15 August 2013

C-123 & Agent Orange: Stars & Stripes 15 Aug 201

UC-123K flyer wins Agent Orange claim
by Tom Philpott, 15 Aug 2013
After a two-year battle with the Air Force and Department of Veterans Affairs, a group of ailing Air Force Reserve aviators has won a bittersweet victory: VA acknowledgment that one of their own likely is gravely ill due to post-Vietnam War exposure to toxic residue on UC-123K Provider aircraft, which were used as herbicide “spray birds” during the war.
Lt. Col Paul Bailey of the White Mountains, N.H., a cancer patient in hospice care, received notice this month that the VA had approved his disability claim, citing a “preponderance of evidence” suggesting exposure to herbicides, including Agent Orange, on C-123s he flew on missions after the war.
The decision is important because, for the first time, a VA regional office is recognizing that a C-123 crewmember was exposed to herbicides and should be compensated for ailments the VA presumes are linked to Agent Orange.

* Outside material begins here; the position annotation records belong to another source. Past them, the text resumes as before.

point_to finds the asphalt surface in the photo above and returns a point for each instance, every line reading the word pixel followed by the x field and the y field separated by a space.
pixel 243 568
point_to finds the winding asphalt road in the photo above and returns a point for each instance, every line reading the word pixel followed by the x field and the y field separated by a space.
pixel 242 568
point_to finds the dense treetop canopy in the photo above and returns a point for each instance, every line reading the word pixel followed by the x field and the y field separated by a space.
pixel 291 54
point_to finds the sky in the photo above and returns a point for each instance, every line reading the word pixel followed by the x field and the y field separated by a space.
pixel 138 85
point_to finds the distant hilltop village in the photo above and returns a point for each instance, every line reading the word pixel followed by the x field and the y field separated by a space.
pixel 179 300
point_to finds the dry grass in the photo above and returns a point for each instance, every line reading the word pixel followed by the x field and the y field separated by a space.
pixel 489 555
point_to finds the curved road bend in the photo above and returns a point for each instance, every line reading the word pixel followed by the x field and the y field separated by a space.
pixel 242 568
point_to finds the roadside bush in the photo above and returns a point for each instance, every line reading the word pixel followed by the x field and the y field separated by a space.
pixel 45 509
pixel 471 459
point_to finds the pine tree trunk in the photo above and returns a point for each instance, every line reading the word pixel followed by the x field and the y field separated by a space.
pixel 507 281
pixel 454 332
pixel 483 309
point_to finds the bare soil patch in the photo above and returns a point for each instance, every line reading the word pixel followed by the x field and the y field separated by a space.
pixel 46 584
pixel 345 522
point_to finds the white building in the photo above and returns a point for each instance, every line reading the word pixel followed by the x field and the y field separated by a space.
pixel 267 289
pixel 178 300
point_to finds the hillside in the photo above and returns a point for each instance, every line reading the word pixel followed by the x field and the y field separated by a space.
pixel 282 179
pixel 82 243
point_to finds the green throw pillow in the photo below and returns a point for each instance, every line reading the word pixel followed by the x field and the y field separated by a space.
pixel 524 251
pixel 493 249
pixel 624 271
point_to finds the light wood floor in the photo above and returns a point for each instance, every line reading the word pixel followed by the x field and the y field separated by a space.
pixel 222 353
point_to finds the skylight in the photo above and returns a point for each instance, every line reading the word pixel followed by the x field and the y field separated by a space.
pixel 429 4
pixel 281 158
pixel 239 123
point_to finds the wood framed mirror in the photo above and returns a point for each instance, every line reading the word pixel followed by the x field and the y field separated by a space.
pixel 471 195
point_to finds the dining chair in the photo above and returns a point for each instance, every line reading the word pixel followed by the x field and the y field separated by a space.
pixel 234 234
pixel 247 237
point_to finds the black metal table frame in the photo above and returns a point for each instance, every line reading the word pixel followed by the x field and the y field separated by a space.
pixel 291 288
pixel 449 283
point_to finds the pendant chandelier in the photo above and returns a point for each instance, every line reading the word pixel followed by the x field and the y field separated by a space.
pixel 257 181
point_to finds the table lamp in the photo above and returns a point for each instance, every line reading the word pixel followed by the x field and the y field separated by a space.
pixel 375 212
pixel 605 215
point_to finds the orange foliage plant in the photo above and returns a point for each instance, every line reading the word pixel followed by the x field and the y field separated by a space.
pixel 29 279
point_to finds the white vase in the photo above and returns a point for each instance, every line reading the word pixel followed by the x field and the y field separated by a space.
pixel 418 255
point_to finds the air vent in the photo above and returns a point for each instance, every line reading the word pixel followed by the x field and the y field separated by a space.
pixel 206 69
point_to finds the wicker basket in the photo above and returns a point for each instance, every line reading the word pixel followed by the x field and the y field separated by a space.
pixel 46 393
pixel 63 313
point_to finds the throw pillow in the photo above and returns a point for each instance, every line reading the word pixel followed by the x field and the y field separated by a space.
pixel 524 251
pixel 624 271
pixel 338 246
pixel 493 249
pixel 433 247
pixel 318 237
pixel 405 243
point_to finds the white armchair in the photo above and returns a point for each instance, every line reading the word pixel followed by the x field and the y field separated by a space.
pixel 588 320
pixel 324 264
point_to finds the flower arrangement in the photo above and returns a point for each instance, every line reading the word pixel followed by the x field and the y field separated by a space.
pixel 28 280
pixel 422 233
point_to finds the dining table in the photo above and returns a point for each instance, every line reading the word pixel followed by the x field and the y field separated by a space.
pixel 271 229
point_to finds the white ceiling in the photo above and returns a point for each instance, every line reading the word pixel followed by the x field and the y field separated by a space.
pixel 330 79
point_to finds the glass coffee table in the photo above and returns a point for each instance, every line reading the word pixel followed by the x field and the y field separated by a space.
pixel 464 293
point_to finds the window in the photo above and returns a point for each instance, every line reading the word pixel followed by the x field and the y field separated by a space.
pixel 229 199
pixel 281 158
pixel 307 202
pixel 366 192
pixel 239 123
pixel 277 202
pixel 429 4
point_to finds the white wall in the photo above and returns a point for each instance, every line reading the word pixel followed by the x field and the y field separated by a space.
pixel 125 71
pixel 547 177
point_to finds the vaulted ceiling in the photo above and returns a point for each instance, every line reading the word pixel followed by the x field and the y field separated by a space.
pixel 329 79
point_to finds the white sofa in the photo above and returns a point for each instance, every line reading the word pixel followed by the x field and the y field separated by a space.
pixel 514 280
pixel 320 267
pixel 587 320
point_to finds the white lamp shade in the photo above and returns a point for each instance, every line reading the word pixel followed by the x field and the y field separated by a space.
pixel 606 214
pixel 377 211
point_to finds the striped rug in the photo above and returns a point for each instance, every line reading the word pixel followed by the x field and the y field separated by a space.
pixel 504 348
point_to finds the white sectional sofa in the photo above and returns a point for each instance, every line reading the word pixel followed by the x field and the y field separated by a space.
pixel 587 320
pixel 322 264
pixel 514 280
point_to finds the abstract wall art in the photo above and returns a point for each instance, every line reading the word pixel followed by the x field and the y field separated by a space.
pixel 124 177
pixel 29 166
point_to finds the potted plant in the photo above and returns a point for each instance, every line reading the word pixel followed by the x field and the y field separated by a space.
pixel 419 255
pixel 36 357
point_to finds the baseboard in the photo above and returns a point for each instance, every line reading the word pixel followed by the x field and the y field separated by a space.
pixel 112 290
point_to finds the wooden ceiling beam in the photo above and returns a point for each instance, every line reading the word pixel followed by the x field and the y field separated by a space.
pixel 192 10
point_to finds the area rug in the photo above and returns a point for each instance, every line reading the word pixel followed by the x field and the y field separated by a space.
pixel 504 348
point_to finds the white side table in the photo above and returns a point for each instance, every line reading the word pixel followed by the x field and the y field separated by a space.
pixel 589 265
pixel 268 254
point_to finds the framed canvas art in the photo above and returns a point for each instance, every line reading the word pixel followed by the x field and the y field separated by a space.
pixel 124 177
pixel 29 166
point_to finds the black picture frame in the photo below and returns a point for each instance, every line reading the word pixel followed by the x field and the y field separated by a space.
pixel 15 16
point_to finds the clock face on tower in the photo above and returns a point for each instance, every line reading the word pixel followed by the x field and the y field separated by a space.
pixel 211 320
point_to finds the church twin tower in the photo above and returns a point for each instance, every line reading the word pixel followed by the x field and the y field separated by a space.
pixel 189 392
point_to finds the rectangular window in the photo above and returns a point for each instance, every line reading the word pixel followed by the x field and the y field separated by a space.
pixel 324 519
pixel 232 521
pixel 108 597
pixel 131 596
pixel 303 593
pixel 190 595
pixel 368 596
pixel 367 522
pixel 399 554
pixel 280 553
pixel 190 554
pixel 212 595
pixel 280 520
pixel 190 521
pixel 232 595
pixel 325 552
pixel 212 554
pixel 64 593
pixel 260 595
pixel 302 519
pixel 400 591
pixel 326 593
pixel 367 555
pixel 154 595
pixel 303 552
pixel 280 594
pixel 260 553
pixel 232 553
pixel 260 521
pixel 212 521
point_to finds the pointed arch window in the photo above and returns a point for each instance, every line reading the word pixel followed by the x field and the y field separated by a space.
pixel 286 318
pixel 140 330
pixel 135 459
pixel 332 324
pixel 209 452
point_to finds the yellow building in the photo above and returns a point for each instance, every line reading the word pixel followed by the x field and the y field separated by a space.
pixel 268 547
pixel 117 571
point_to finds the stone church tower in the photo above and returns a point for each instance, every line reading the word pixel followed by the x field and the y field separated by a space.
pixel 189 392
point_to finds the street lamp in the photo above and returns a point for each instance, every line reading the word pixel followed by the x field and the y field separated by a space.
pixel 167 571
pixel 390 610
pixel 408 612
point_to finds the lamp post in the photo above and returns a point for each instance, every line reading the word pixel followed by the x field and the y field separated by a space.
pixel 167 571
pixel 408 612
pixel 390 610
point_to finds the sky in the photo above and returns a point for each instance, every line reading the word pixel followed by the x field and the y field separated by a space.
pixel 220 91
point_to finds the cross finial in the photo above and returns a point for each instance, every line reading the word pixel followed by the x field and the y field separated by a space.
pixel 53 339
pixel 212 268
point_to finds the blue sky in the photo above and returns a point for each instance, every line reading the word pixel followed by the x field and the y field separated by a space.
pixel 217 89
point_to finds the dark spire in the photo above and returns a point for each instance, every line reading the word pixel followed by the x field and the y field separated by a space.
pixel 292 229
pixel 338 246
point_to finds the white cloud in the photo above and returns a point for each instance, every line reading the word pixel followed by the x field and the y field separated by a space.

Former C-123 veterans who previously won VA compensation did so on appeal after the VA had denied their initial claims.  That meant payment delays in compensation and access to VA care for up to two years, said retired Maj. Wesley T. Carter, of McMinnville, Ore.
Carter, a retired reserve aviator and C-123 veteran himself, has led an intensive fight against bureaucratic resistance on behalf of his fellow crewmen since 2011.  That year, as we reported at the time, he filed a complaint to the Air Force inspector general that health officials knew since 1996 of contamination aboard aircraft flown by reserve squadrons until 1982, and failed to warn them of the health risks.
Carter learned the government had stopped a contract to sell C-123s because of dioxin contamination and that the Air Force struggled over how to dispose of the aircraft.  Even burying them could contaminate the ground.  In 2010, the last of the aircraft were quietly torn apart and melted down for disposal.
Reacting to Bailey’s award, Carter, who is rated 100-disabled from cancer and heart disease, said he felt “immense satisfaction and gratitude.  But I'm tired and ill.  Why did we have to work so hard to get our VA care?  As sick or injured veterans, our focus needed to be on our medical needs and our families, not on years of struggle with the VA.”
The Bailey claim decision, he said, “signals that regional offices can examine the full range of facts and reach a reasonable conclusion on other exposure cases as Manchester (N.H.) VA Regional Office did.”